Dom Erwin dispensa palavras
Gostaria de não precisar de palavras carregadas de sentimentos, mas absolutamente pequenas demais para dar conta da grandeza de seu testemunho. Com Dom Pedro Casaldáliga e Dom Tomás Balduíno constituíram o trio contundente e radical em defesa dos povos originários e da vida.
No último dia 22 de abril, na Assembleia da Conferência Nacional dos Bispos do Brasil (CNBB), em Aparecida (SP), Dom Erwin dirigiu-se aos bispos pela última vez como presidente do Cimi:
“Hoje é a última vez que, como presidente do Cimi, me dirijo aos bispos do Brasil porque no próximo setembro termina o meu derradeiro mandato. Agradeço de coração as notas da CNBB ao longo de todos estes mais de 30 anos em favor dos direitos e da dignidade dos povos indígenas. Obrigado por tantos apertos de mão e abraços que recebi em solidariedade para com essa causa. O apoio direto, o compromisso com o Evangelho da Vida e a intransigente postura profética da CNBB foram e continuam a ser “Boa Notícia” para os povos indígenas. A Igreja do Brasil nunca os abandonou nem os deixou sozinhos.

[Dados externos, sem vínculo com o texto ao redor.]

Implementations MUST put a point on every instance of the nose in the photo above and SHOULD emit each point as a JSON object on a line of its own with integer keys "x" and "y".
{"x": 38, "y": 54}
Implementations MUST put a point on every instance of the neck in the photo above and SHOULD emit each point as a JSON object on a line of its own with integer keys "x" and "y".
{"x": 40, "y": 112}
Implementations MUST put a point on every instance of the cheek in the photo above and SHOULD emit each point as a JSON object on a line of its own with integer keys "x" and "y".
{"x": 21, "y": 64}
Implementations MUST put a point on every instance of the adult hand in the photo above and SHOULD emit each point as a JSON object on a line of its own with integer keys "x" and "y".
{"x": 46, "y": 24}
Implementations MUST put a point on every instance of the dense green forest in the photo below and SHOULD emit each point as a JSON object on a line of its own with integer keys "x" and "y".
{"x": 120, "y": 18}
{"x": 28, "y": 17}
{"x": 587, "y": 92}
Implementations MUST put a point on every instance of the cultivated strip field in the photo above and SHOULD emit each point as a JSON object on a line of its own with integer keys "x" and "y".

Recebam, assim, meu cordial e mais sincero ‘Deus lhes pague’. Obrigado por todos os sinais de justiça e colegialidade que foram ‘razão da esperança’ dos povos indígenas. Agora os seguranças que há nove anos me vigiam dia e noite no Xingu podem relaxar. Nossa vigilância, porém, para o bem comum e em defesa da causa dos povos indígenas continua. Não foi e nunca será em vão: ‘Se Deus é por nós, quem será contra nós?’. ‘Quem nos separará do amor de Cristo?’ (Rom 8,31.35).
No dia 17 de setembro, na 21ª Assembleia do Cimi, em Luziânia, Dom Erwin afirmou:
“Depois de quatro mandatos de quatro anos (1983 – 1991, 2007 – 2015) e um mandato tampão (2006) como presidente do Cimi, apresento pela última vez o Relatório da Presidência por ocasião de nossa Assembleia Geral. Guardadas as devidas proporções, lembro neste momento a palavra de São Paulo a seu discípulo Timóteo: ‘Combati o bom combate, terminei minha corrida, guardei a fé’ (2 Tim 4,7). Não se trata de despedida, pois mesmo voltando a ser ‘soldado raso’, enquanto Deus me der a vida, jamais deixarei de lutar pela nobre causa dos povos indígenas e pela Amazônia.
Digo apenas a cada irmã, a cada irmão do Cimi, às lideranças dos povos indígenas e a cada indígena neste país um cordial e sincero ‘Deus lhe pague’. Obrigado, de coração, à Irmã Emília e ao Cleber que comigo integraram a presidência durante os anos passados, obrigado a vocês todas e todos pela fraterna e sororal amizade e comunhão que nos une hoje e unirá também nos anos vindouros”.
Dom Erwim, guerreiro e lutador, temos a certeza de que, mesmo passando a responsabilidade da presidência do Cimi a Dom Roque Paloshi, continuarás conosco, na família do Cimi e no compromisso da luta pelos direitos dos povos indígenas.
Desse modo, Dom Roque, bispo de Roraima, assumiu a presidência do Cimi no dia 17 de setembro. No dia seguinte foi aprovada a Comissão Parlamentar de Inquérito (CPI) contra o Cimi, proposta pelos deputados ruralistas da Assembleia Legislativa do Mato Grosso do Sul. “Estamos aí para o que der e vier”, assegurou Dom Roque, já afirmando seu compromisso com os povos indígenas no país.